Selain itu, mereka—para penyintas thalassemia—tetap bisa pergi sekolah, bekerja, berkarya, dan beraktivitas sebagaimana masyarakat lain.
“Namun, terkadang kami masih mengalami pandangan dan anggapan yang berbeda dari orang-orang. Ada stigma negatif yang terbentuk di masyarakat,” lanjutnya.
Ia bercerita suatu ketika pernah hampir diterima kerja, sayang kesempatannya kandas begitu menyebutkan bahwa ia harus transfusi darah rutin tiap bulan sebagai penyintas thalassemia.
“Kami, khususnya saya pribadi, merasakan betapa sulitnya menjadi pasien thalassemia mayor dewasa. Kami sulit mencari pekerjaan yang dapat memahami kondisi kami. Menurut saya, ketidaktahuan orang awam terhadap thalassemia merupakan faktor besar mengapa hal ini terjadi,” ujarnya.
Karena itu, ia berharap pemerintah lebih giat lagi memperhatikan penyakit thalassemia.
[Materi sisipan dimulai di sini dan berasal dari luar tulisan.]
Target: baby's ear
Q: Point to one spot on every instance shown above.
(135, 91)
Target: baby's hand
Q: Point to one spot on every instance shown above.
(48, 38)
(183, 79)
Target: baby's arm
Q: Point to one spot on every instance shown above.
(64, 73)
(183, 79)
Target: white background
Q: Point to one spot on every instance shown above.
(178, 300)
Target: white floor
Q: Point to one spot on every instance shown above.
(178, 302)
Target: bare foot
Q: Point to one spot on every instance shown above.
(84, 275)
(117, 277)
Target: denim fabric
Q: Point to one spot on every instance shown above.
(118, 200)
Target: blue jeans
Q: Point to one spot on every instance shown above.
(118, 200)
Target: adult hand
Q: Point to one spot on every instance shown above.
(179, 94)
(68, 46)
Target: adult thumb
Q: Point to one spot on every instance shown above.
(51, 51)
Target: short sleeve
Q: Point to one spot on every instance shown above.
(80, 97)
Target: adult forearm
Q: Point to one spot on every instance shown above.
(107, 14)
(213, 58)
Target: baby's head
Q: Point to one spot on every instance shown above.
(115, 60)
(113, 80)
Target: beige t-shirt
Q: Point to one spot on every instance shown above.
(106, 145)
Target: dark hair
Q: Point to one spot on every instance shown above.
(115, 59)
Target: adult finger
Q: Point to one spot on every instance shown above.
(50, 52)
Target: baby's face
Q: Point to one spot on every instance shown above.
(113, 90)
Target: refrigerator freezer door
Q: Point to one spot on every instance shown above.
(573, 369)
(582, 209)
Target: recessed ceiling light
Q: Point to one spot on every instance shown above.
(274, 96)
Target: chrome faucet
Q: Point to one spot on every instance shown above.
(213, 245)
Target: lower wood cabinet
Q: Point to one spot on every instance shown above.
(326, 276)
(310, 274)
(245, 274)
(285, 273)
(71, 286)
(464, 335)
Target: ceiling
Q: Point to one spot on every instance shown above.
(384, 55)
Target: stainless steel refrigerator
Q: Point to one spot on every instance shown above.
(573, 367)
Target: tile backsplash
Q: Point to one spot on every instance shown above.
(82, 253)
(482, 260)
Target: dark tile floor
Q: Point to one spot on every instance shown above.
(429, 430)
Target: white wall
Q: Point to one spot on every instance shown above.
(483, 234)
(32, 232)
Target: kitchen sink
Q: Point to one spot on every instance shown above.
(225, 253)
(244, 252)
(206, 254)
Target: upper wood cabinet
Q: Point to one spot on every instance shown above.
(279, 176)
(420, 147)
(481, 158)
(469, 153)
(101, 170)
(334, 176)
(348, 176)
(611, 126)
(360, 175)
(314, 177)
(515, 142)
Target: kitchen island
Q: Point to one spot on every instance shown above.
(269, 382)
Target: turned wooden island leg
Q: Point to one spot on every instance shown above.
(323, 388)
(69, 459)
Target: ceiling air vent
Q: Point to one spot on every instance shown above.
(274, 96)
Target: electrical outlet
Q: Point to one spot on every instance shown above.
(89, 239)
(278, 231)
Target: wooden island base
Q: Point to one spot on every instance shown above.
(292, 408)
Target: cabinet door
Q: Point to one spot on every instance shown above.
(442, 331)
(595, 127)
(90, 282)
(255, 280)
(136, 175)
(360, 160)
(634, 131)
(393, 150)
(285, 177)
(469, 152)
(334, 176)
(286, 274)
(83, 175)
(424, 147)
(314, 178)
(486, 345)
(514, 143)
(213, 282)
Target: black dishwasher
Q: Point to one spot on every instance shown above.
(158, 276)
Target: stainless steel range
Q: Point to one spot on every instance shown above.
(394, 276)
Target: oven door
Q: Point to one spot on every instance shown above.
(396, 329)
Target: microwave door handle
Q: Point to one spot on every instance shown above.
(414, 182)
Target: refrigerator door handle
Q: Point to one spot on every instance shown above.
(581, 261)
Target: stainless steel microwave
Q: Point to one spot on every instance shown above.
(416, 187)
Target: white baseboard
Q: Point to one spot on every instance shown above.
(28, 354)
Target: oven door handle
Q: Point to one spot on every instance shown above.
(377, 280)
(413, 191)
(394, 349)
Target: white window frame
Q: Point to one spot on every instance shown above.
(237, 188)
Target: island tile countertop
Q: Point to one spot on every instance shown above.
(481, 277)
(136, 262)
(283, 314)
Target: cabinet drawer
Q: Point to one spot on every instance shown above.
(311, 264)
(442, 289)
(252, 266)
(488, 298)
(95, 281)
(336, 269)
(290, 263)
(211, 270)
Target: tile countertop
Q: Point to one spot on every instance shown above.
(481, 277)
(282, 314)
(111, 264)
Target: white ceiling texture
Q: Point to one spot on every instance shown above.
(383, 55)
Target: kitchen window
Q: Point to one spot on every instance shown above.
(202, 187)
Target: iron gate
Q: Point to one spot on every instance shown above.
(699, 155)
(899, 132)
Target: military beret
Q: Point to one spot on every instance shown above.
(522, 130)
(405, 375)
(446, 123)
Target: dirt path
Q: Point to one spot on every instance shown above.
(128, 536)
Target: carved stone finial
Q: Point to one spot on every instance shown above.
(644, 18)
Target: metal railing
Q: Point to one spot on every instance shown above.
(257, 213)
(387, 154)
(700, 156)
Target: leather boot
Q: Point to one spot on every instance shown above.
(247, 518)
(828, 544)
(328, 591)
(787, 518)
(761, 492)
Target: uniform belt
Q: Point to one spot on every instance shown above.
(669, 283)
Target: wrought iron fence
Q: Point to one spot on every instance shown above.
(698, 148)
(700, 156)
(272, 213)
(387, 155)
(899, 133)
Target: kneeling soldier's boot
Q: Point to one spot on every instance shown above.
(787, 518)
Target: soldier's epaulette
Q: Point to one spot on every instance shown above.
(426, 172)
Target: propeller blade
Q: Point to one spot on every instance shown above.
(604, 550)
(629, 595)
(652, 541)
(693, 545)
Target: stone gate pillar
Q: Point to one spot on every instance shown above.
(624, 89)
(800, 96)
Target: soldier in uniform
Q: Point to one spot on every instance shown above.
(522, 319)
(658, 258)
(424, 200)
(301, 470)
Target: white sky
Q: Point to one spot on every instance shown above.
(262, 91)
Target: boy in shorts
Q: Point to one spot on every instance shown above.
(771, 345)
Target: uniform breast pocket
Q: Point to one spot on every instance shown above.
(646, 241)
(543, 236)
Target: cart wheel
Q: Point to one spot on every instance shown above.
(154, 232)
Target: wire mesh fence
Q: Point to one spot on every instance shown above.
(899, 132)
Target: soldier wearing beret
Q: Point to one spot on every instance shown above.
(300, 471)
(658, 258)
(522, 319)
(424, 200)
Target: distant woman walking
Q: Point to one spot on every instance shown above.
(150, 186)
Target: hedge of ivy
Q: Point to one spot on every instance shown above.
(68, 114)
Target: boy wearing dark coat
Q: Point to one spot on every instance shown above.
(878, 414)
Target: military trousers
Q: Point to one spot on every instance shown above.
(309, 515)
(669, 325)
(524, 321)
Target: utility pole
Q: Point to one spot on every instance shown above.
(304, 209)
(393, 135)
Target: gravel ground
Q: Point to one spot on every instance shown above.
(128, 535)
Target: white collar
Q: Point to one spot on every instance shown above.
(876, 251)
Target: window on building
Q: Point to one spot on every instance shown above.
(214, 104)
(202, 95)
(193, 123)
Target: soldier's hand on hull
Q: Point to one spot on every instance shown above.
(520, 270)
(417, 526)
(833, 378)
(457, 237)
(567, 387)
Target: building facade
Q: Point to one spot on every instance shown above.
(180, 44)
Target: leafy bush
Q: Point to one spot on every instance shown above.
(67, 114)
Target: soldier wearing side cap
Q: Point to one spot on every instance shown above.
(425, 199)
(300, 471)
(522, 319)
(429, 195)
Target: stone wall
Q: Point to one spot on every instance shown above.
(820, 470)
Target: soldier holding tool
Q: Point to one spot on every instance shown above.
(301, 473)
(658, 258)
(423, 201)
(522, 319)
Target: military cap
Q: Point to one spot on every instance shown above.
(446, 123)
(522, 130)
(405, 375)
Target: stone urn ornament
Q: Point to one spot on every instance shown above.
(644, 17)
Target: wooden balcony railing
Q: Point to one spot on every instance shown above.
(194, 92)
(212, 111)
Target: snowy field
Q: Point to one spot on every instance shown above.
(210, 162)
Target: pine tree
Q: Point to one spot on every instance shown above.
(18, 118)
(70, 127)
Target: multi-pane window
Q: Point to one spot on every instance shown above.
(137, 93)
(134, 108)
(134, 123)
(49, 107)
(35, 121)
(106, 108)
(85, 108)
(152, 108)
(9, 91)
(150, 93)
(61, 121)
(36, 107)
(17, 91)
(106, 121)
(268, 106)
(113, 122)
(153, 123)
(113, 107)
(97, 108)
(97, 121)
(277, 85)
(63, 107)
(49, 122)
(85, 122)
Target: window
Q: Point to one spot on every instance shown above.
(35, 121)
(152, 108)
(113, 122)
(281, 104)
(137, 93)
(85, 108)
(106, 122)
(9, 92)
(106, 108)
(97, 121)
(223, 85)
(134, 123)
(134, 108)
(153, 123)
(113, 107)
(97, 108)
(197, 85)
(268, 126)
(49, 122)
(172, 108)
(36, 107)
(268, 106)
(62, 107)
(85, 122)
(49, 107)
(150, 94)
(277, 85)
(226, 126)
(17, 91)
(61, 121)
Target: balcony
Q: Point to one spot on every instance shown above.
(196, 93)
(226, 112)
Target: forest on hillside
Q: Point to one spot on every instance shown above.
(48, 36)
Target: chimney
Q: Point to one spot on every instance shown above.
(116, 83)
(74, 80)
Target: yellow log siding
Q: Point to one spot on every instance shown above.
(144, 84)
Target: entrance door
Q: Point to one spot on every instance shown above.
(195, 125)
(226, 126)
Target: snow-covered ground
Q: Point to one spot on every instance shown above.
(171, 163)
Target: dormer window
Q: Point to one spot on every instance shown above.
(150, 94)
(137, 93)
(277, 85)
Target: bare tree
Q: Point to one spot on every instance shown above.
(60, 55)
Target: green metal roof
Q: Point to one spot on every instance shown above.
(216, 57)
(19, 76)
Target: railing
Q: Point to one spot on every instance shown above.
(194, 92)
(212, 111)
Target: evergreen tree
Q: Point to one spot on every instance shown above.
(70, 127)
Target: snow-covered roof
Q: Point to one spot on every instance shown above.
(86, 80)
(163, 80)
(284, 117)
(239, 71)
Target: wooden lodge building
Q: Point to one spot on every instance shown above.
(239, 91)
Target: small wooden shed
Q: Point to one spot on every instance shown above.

Menurutnya, salah satu yang paling kurang adalah skrining dini thalassemia bagi masyarakat. Padahal, biaya skrining hanya sebesar Rp800 ribu-Rp2,5 juta per orang dan hanya sekali seumur hidup.
“Biaya pengobatan thalassemia sangat besar walau ditanggung oleh BPJS. Satu orang pasien thalassemia mayor dapat menghabiskan anggaran kurang lebih Rp400 juta per tahunnya. Biaya pengobatan yang sangat besar ini sebenarnya dapat dialihkan menjadi biaya preventif untuk melakukan skrining thalassemia sedini mungkin sebelum menikah,” ungkap Annisa.
Sebelum kami mengakhiri percakapan, Annisa mengungkapkan harapannya sebagai seorang penyintas thalassemia.
“Saya yakin, suatu saat thalassemia dapat kita kendalikan, dan di suatu hari nanti pasien thalassemia mayor akan mendapatkan kesempatan yang sama di masyarakat,” ujarnya.